Within this complex scenario, in this thesis we study the problem of maximizing the performance of parallel applications running on power constrained systems. A distinctive feature of our research is related to how different workloads might behave differently---both in terms of power consumption and performance---to alternative power management settings, with a particular focus on parallel scalability and synchronization.
First, we present both an exploration-based and a model-based approach that maximizes the performance of multi-threaded applications executed on power constrained system by dynamically selecting the optimal configuration of CPU frequency/voltage and the number of threads executed in parallel.
Then, we explore the complications and the opportunities associated to the application of power management techniques in Parallel Discrete Event Simulation run-time environments based on the Time Warp synchronization protocol. This class of applications is particularly interesting as, on the one hand, they rely on a complex synchronization scheme that limits the applicability of traditional power management technique, and on the other hand, their speculative approach provides compelling opportunities for power efficiency improvements.
As a final contribution, we propose an alternative software design for parallel applications based on the concept of asymmetric threads, which we believe has the prospect of unlocking further opportunities for efficiency improvements in modern and future systems.

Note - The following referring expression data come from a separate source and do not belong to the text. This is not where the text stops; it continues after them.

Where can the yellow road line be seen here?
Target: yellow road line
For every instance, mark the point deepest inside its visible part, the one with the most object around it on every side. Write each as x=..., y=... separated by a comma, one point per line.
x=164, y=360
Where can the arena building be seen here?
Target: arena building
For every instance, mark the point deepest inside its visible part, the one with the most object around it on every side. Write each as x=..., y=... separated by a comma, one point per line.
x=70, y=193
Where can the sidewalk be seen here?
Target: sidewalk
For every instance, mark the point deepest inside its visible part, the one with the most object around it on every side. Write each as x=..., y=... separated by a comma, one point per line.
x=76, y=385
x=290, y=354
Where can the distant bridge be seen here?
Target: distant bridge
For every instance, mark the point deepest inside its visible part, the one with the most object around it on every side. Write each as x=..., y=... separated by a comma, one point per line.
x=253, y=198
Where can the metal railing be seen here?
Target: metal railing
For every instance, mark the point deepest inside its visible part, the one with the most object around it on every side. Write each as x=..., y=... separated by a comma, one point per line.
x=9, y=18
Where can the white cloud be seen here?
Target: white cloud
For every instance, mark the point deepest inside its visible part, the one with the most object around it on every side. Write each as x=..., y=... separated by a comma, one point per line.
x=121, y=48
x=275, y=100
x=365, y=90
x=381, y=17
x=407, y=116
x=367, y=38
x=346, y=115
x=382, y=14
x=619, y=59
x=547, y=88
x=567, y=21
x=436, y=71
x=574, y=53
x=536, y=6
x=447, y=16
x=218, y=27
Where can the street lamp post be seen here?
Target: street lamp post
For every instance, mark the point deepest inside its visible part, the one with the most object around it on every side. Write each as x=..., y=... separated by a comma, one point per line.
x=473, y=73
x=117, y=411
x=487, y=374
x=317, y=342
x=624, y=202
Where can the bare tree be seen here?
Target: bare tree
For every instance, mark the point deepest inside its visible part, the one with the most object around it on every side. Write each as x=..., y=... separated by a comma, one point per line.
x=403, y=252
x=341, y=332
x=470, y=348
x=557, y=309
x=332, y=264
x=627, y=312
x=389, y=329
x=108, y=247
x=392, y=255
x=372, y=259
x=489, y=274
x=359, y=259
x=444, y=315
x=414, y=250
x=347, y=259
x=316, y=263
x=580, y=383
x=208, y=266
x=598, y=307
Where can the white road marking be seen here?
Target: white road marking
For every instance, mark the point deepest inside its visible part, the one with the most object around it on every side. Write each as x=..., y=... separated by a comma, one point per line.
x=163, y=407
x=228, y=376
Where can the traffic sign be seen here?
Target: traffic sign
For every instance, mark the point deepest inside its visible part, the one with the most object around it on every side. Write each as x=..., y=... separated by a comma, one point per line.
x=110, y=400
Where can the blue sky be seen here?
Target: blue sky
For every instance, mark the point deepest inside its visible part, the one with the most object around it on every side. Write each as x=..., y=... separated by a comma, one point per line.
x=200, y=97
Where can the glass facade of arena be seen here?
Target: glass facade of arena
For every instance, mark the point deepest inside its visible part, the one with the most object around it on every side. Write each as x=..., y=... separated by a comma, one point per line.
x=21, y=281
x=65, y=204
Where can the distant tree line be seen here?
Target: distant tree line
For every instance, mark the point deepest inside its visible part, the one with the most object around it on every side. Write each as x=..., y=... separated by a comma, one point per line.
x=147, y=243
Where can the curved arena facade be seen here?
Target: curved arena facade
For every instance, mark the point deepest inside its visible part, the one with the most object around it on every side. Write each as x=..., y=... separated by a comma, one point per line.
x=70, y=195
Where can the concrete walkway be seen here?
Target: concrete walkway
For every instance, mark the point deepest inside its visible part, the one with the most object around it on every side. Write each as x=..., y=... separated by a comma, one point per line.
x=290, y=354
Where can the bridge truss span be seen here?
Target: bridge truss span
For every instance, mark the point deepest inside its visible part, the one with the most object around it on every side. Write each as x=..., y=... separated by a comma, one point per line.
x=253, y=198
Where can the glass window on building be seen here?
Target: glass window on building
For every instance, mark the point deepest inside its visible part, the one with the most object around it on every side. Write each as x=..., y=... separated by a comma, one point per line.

Modern applications---and in particular those based on run-time environments---generally perform multiple different tasks, which are executed in an interleaved fashion by the same threads on the same cores. However, each task might be associated to a different workload, which may behave in peculiar ways to alternative power management settings. In this context, the general idea of our proposed approach is to divide the threads of an application in different classes, where each class performs tasks associated to a similar workload and is scheduled on the same set of cores. This reorganization allows to apply differentiated power management settings to each different task of the application, which can result in a more effective and finer-grained allocation of the overall power budget.